Quelle étrange fée a frappé les soeurs Brontë de sa baguette ? Car c est toujours un enchantement d entendre la voix d une de ces sirènes.Ah si elles avaient pu vivre et écrire encore et encore !

Pourtant Anne est différente de ses soeurs. Plus réaliste, moins névrosée que Charlotte, et tellement moins rebelle que la sauvage Emily. Et pourtant on se retrouve en paysages connus, nature sombre et splendide, souffles du vent, sentiments bruts sans mélange. Pas de compromis, pas de soumission, résister, mais ici, avec Agnès, dans l'apparente douceur et le silence.

Gouvernante impuissante et humiliée par des familles déliquescentes dont elle dresse un portrait sans concession et toujours d actualité, Agnès fait l expérience de l échec d un bon sens qu elle croyait partagé par tous et assiste, non sans une certaine cruauté, à la chute de ses pupilles ingouvernables et mal élevés. Ce faisant elle se met à rechercher dans ce monde des âmes honnêtes et fortes qui lui seraient soeurs.

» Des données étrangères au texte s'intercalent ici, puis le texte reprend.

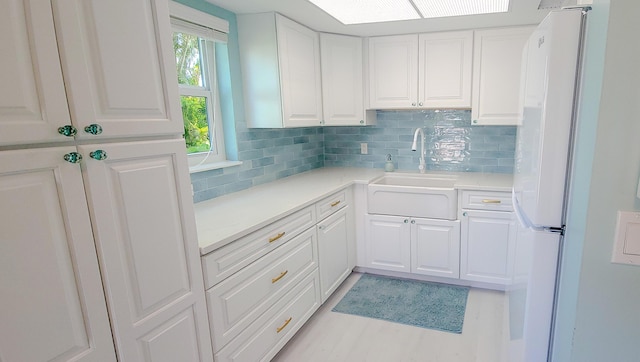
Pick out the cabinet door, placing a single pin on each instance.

Curieux mélange d analyse sociologique et de romantisme débridé, absolument moderne au style translucide et envoûtant, on quitte toujours ces chefs d oeuvre avec un sentiment de manque, de deuil, et le désir compulsif de replonger dans le deuxième roman de la troisième mais non la moindre des génies de Haworth, la locataire de Wildfeld Hall.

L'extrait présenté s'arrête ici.